These dynamics impact a surprisingly large number of Americans. For example, the $100+ billion Fidelity Contrafund (FCNTX) holds hundreds of millions of dollars worth of start-ups like Pinterest, Uber, Dropbox, SpaceX, 23andMe and Blue Apron, according to its latest N-Q SEC filing covering the September 30, 2015 period. The valuations of these start-ups are at the core of the problem since they can quickly move in either direction and add significant risk.
Often times, a mutual fund will look at a start-up’s most recent funding valuation, the valuation of publicly-traded competitors and broader equity indexes. Liquidity is another key concern since the shares of these start-ups cannot be easily sold like publicly-traded equities on major exchanges. Mutual funds don’t disclose their valuation techniques publicly in great detail, citing competitive reasons, but there are stark differences between funds.
The SEC’s last valuation review found start-up valuation methods to be appropriate, but concerns of a tech bubble have reignited regulatory interest in these techniques. Since mutual funds are permitted to hold up to 15% of their assets in illiquid investments, individual investors may be exposed to a high amount of risk—especially if the industry were to experience a liquidity crisis and start-up shares were unable to be liquidated at reasonable prices.
The SEC requires mutual funds to submit an N-Q filing each quarter that outlines their holdings, which can provide insights into whether or not a fund holds shares in a start-up. If start-ups are present in the filing, investors can add up the exposure to determine what percentage of the total portfolio they account for and how much risk that entails.

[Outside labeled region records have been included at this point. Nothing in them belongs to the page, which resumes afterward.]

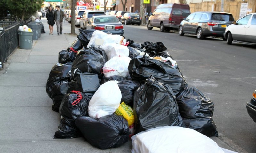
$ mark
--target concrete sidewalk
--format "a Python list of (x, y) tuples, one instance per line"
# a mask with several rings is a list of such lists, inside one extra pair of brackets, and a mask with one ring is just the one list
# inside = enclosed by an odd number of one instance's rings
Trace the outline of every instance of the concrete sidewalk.
[[(45, 92), (52, 67), (58, 62), (58, 53), (76, 39), (70, 33), (70, 25), (63, 23), (63, 34), (46, 33), (34, 41), (31, 50), (18, 49), (0, 71), (0, 152), (130, 152), (130, 141), (117, 148), (102, 150), (83, 138), (54, 139), (60, 116), (52, 110), (52, 102)], [(78, 33), (76, 28), (76, 32)], [(217, 137), (223, 148), (233, 150)]]

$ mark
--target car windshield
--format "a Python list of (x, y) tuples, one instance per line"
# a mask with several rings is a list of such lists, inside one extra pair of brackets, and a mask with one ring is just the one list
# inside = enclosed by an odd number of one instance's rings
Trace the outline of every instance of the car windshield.
[(80, 11), (80, 12), (78, 12), (78, 15), (79, 16), (83, 15), (83, 14), (84, 14), (84, 11)]
[(107, 22), (119, 22), (119, 20), (115, 17), (99, 17), (95, 18), (95, 23), (101, 23)]
[(231, 14), (224, 13), (214, 13), (212, 15), (212, 20), (223, 21), (234, 21), (234, 19)]
[(105, 13), (102, 12), (90, 12), (88, 13), (88, 18), (92, 18), (93, 16), (97, 16), (98, 15), (105, 15)]
[(139, 14), (138, 14), (134, 13), (129, 13), (129, 15), (132, 16), (139, 16)]

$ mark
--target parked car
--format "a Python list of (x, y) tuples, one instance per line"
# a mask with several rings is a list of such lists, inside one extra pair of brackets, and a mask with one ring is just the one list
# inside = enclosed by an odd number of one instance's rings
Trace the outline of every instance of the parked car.
[(179, 34), (196, 35), (198, 39), (214, 36), (222, 37), (227, 27), (232, 24), (234, 19), (232, 14), (217, 12), (198, 12), (189, 15), (181, 22), (179, 28)]
[(85, 12), (83, 15), (80, 17), (80, 27), (83, 29), (86, 29), (86, 24), (92, 17), (104, 15), (105, 15), (105, 12), (101, 11), (89, 11)]
[(75, 20), (75, 26), (76, 27), (80, 25), (80, 19), (81, 18), (81, 16), (83, 15), (85, 11), (89, 11), (86, 10), (77, 10), (76, 12), (75, 15), (76, 16)]
[(115, 16), (101, 15), (92, 17), (87, 24), (88, 29), (93, 29), (112, 34), (124, 34), (122, 23)]
[(115, 16), (116, 18), (117, 18), (118, 19), (120, 20), (121, 18), (121, 17), (123, 17), (124, 14), (126, 13), (129, 13), (129, 12), (130, 12), (119, 11), (116, 12), (116, 14)]
[(112, 11), (110, 12), (109, 15), (115, 16), (118, 11)]
[(246, 108), (249, 115), (256, 122), (256, 90), (252, 93), (252, 97), (246, 103)]
[(256, 13), (248, 14), (233, 23), (224, 33), (227, 44), (234, 41), (256, 45)]
[(161, 32), (177, 29), (184, 18), (190, 14), (188, 5), (167, 3), (161, 4), (156, 7), (149, 17), (147, 27), (160, 28)]
[(71, 10), (66, 10), (64, 12), (65, 13), (65, 20), (67, 20), (69, 14), (71, 13)]
[[(76, 14), (76, 10), (75, 10), (75, 14)], [(69, 11), (68, 14), (68, 22), (69, 22), (69, 23), (71, 23), (71, 11)]]
[(126, 13), (121, 17), (119, 20), (122, 23), (124, 22), (124, 24), (137, 24), (140, 26), (141, 24), (141, 18), (139, 14), (134, 13)]

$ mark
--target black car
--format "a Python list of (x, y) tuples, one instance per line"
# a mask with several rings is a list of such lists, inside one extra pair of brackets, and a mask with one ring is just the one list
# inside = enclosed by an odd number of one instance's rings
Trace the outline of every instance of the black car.
[(87, 24), (87, 29), (94, 29), (112, 34), (124, 34), (123, 24), (115, 16), (101, 15), (93, 17)]
[(124, 24), (132, 24), (132, 25), (137, 24), (138, 26), (140, 26), (141, 24), (141, 18), (140, 15), (134, 13), (126, 13), (121, 17), (120, 21), (123, 23), (124, 22)]
[(256, 90), (252, 94), (251, 100), (246, 103), (246, 108), (249, 115), (256, 122)]
[(180, 25), (179, 34), (196, 34), (199, 39), (205, 37), (223, 36), (226, 28), (234, 21), (232, 14), (218, 12), (197, 12), (185, 18)]

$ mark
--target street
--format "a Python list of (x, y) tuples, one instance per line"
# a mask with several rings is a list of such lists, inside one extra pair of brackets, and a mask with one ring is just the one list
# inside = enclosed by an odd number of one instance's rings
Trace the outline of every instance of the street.
[(214, 120), (219, 137), (240, 152), (256, 150), (256, 123), (245, 103), (256, 88), (256, 47), (220, 38), (161, 32), (159, 28), (124, 25), (124, 36), (134, 41), (163, 43), (176, 60), (188, 85), (198, 88), (215, 103)]

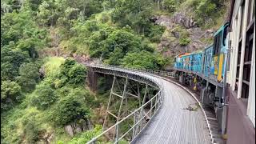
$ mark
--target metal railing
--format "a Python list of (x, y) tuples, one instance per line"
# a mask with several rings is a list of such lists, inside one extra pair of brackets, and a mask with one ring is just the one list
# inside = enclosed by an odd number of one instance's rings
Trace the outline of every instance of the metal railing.
[[(89, 63), (83, 62), (86, 66), (90, 67), (99, 67), (99, 68), (106, 68), (111, 69), (114, 70), (125, 70), (129, 72), (140, 72), (143, 74), (158, 74), (163, 76), (172, 76), (173, 74), (170, 72), (161, 71), (161, 70), (152, 70), (146, 69), (134, 69), (134, 68), (127, 68), (122, 66), (106, 66), (100, 63)], [(158, 112), (160, 106), (163, 102), (162, 96), (162, 90), (163, 85), (160, 82), (155, 82), (153, 80), (158, 87), (159, 91), (153, 96), (149, 101), (146, 102), (142, 102), (142, 105), (136, 109), (134, 111), (131, 112), (126, 117), (122, 118), (120, 121), (117, 122), (114, 125), (110, 126), (110, 128), (104, 130), (101, 134), (93, 138), (90, 141), (87, 142), (90, 143), (104, 143), (106, 142), (110, 142), (113, 143), (118, 143), (120, 141), (128, 141), (131, 142), (138, 136), (142, 130), (145, 128), (145, 126), (149, 123), (149, 122), (152, 119), (154, 114)], [(123, 128), (124, 125), (128, 123), (128, 128), (126, 127), (125, 130)], [(107, 135), (114, 134), (113, 139), (107, 138)]]
[(130, 71), (136, 71), (136, 72), (142, 72), (150, 74), (156, 74), (160, 75), (162, 77), (170, 77), (174, 78), (174, 71), (164, 71), (164, 70), (151, 70), (151, 69), (145, 69), (145, 68), (134, 68), (134, 67), (128, 67), (128, 66), (112, 66), (112, 65), (106, 65), (102, 64), (101, 61), (97, 61), (97, 62), (94, 62), (94, 61), (88, 61), (86, 62), (82, 62), (83, 64), (86, 66), (99, 66), (99, 67), (104, 67), (104, 68), (114, 68), (114, 69), (122, 69), (122, 70), (127, 70)]

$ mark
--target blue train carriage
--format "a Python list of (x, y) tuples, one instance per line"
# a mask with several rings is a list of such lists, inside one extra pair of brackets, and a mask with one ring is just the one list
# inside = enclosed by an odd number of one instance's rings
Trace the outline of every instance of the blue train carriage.
[(184, 53), (178, 54), (174, 57), (174, 68), (177, 70), (184, 70), (185, 66), (187, 64), (184, 64), (184, 61), (186, 60), (186, 58), (183, 56), (189, 55), (190, 53)]
[(213, 56), (210, 64), (210, 78), (218, 82), (222, 82), (224, 77), (225, 54), (227, 50), (227, 28), (229, 23), (223, 25), (214, 34)]
[(182, 69), (187, 71), (191, 71), (191, 54), (190, 53), (186, 53), (181, 56), (183, 61), (183, 66)]
[(194, 73), (202, 74), (202, 50), (198, 50), (191, 53), (190, 56), (190, 70)]
[(202, 74), (205, 77), (208, 78), (210, 75), (210, 65), (212, 62), (213, 57), (213, 51), (214, 51), (214, 46), (213, 44), (208, 46), (203, 50), (203, 62), (202, 62)]

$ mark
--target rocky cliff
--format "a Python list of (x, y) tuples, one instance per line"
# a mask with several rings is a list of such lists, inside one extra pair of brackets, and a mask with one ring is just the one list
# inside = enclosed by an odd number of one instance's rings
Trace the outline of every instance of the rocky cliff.
[(158, 45), (158, 50), (165, 57), (202, 50), (212, 43), (215, 30), (202, 30), (185, 13), (177, 12), (171, 17), (155, 16), (152, 21), (166, 28)]

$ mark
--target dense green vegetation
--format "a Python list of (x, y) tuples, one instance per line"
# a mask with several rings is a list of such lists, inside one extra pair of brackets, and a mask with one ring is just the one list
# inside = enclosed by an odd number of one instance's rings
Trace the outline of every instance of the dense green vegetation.
[[(102, 123), (94, 110), (106, 102), (110, 87), (103, 82), (95, 95), (85, 86), (83, 66), (40, 54), (57, 47), (106, 64), (163, 69), (170, 60), (156, 48), (165, 28), (150, 18), (184, 5), (195, 11), (200, 26), (210, 26), (222, 6), (218, 0), (2, 1), (1, 142), (85, 143), (98, 134), (96, 124)], [(181, 32), (179, 43), (188, 45), (188, 34)], [(64, 130), (88, 121), (94, 129), (74, 137)]]

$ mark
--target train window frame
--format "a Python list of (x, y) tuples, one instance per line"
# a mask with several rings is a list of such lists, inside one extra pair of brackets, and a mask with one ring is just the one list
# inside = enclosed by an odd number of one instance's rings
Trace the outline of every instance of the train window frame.
[(228, 28), (228, 26), (226, 26), (224, 28), (224, 30), (223, 30), (223, 32), (222, 32), (222, 37), (223, 37), (223, 38), (222, 38), (222, 45), (223, 45), (223, 46), (226, 46), (225, 42), (226, 42), (226, 36), (227, 36), (227, 28)]
[(219, 54), (219, 52), (221, 51), (222, 43), (222, 42), (221, 40), (222, 38), (222, 34), (223, 34), (223, 31), (222, 30), (218, 34), (216, 34), (214, 37), (214, 55)]

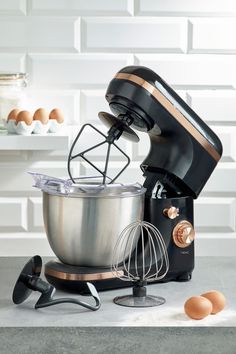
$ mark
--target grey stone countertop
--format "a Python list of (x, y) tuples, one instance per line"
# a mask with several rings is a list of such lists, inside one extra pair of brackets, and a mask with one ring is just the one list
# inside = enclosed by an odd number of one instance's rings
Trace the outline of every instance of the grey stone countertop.
[[(131, 288), (100, 292), (101, 308), (94, 312), (74, 304), (34, 309), (39, 293), (33, 292), (21, 305), (12, 303), (15, 281), (27, 258), (0, 258), (0, 327), (81, 327), (81, 326), (152, 326), (152, 327), (228, 327), (236, 326), (236, 257), (198, 257), (189, 282), (148, 285), (148, 294), (159, 295), (166, 303), (159, 307), (127, 308), (115, 305), (113, 298), (131, 293)], [(45, 259), (44, 259), (45, 261)], [(225, 309), (203, 320), (189, 319), (183, 310), (186, 299), (216, 289), (227, 299)], [(57, 291), (55, 297), (68, 293)], [(70, 294), (70, 297), (89, 298)]]

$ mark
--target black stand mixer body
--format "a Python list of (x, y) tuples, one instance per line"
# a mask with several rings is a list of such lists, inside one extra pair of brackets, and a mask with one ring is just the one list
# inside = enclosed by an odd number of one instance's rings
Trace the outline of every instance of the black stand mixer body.
[(132, 118), (131, 127), (150, 137), (141, 164), (147, 189), (144, 220), (160, 230), (168, 249), (170, 268), (163, 280), (189, 280), (194, 268), (193, 200), (222, 155), (221, 142), (148, 68), (120, 70), (106, 99), (118, 118)]

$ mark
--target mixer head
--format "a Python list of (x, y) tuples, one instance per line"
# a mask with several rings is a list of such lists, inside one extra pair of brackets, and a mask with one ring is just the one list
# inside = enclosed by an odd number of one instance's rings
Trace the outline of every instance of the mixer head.
[(196, 198), (222, 155), (214, 132), (160, 76), (142, 66), (121, 69), (106, 99), (118, 118), (129, 116), (131, 127), (150, 137), (141, 165), (147, 194), (161, 182), (169, 197)]

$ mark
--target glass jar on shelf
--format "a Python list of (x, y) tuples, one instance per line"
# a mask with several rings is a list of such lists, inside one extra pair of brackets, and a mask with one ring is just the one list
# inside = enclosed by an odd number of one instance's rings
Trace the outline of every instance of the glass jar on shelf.
[(0, 73), (0, 124), (15, 109), (28, 109), (26, 73)]

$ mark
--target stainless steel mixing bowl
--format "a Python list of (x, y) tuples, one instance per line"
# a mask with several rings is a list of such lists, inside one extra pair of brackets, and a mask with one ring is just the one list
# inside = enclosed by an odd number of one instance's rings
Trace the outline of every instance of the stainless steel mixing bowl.
[(43, 191), (44, 224), (55, 255), (66, 264), (110, 267), (121, 231), (143, 220), (145, 189), (87, 183), (73, 185), (68, 195), (56, 190)]

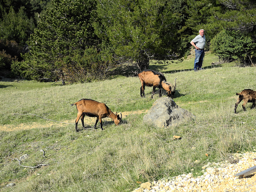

Tracking start-ups between N-Q filing periods and between mutual funds can provide an idea of pricing reliability as well.
There’s no easy way to hedge against start-up exposure, since they cannot be short sold and no options trade on them. In some ways, a put option against the tech sector may be one way to hedge bets, but the best way may be to simply select mutual funds with limited exposure. It’s also worth noting that some exposure may be appropriate, especially with many start-ups driving returns for venture capitalists that are well in excess of the public markets.